Emissions: Ag, Fossil Fuel production represent anthropogenic sources. Wetlands & Biomass Burn represent natural sources.
Sinks: Soils + Atmospheric Reactions (see below) are the major sinks
Opportunities
CH4 warming mitigation represents a potential short-term fix for global warming, as methane traps a lot of heat per molecule but is relatively short-lived. Reducing methane levels can buy us more time to scale up carbon capture. Number of atmospheric molecules you'd need to reduce is much smaller than CO2 (but also far more diffuse)
Methane Emission Reduction strategies
Measuring Methane Leaks: Key ingredient to reducing methane is to be able to detect leaks in industrial process. MethaneSat is launching a satellite + data platform for monitoring methane concentrations globally. CarbonMapper and JPL already provide a public dataset to explore. One of the interesting opportunities is to use this mapping tech to allocate and enforce international policy commitments in ways not previously possible with carbon.

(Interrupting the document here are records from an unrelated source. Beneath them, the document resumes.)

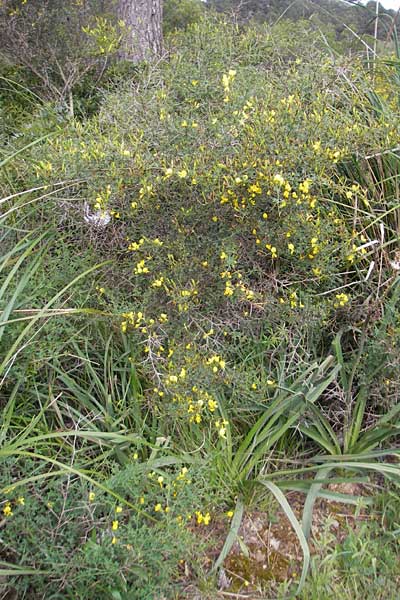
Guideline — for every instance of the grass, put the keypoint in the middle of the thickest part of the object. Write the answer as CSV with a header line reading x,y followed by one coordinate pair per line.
x,y
224,338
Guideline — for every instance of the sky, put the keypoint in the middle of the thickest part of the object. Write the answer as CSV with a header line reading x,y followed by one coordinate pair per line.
x,y
395,4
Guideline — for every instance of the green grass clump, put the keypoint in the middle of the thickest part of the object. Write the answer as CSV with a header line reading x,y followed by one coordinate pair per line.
x,y
199,308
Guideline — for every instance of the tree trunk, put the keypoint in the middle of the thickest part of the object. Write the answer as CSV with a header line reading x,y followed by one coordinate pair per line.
x,y
144,33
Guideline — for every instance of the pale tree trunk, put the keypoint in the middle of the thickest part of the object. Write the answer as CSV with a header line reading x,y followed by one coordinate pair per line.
x,y
143,20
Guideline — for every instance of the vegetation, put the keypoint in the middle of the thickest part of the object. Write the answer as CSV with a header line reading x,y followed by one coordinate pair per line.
x,y
199,326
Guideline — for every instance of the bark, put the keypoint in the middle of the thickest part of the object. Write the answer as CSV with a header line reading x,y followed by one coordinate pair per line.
x,y
143,19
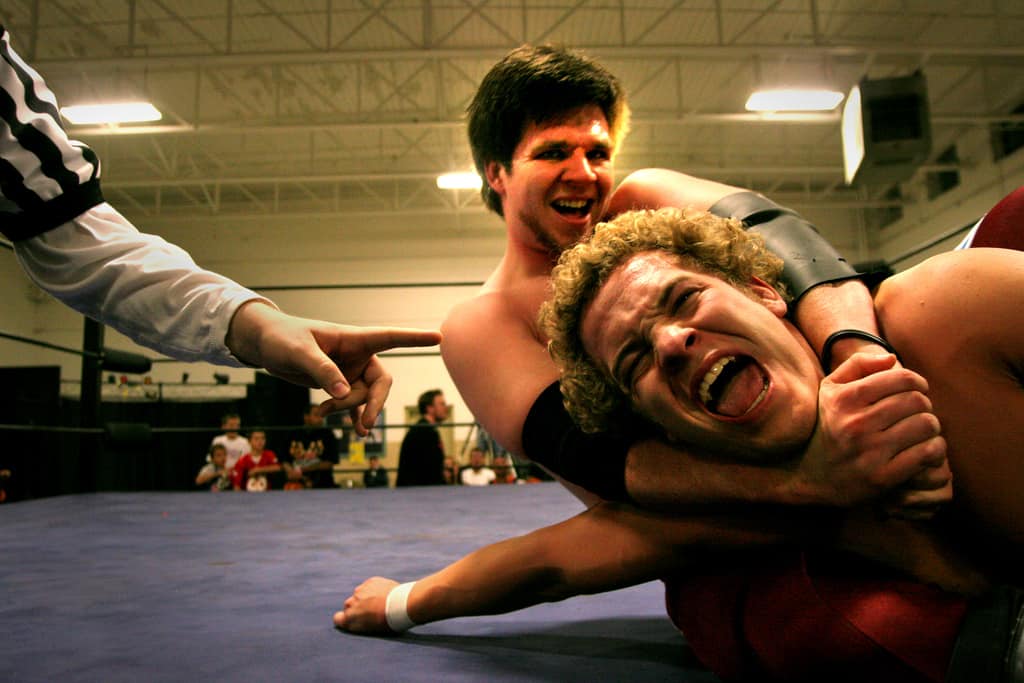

Natural Gas > Electrification: Stop installing gas cooktops and gas furnaces, and substitute electrical appliances
Warning on alt uses for Natural Gas: Do not start using natural gas to produce hydrogen, even if you’re capturing the carbon emissions from the process. This so-called “blue hydrogen,” beloved by oil and gas companies, and included in the bipartisan infrastructure bill, does not cut global-warming emissions, in large part because of the methane that vents out in the process
Cow Feed Additives: Reduced methane emissions from cattle with (Mootral), e.g. garlic & citrus extract has been shown to reduce methane emissions of cows by ~30%
Flaring: converts methane leaks to CO2 (Frost Methane). Sounds a bit dirty but can reduce equivalent CO2 emissions by 98%
Methane Sink strategies
Enhanced atmospheric methane oxidation: Methane Action is looking into ways to use bunker fuels (emitted from ship stacks) which contain iron. Iron, sunlight + salt-sea spray generates a mix of iron trichloride and chlorine atoms, which may oxidize methane. This is just one of many sources of iron, but you need concentrated FeCl3 concentration to oxidize methane
Methane oxidizing bacteria (e.g. Methylocapsa gorgona, found in soil) can oxidize atmospheric methane. We haven’t been able to successfully cultivate this bacteria to scale CH4 oxidation
Questions
What prevents us from measuring atmospheric hydroxyl radicals levels?
Mystery: Methane is naturally oxidized in the atmosphere by hydroxyl radical (OH). CH4 levels plateaued around the year 2000 before resuming globally in 2007. We are unable to measure presence of OH at scale, making it unclear how long methane remains in the atmosphere
What’s the limiting factor on scaling methane-oxidizing bacteria?
Is there a way to create a realtime dashboard of methane emissions attributed to the source based on satellite data?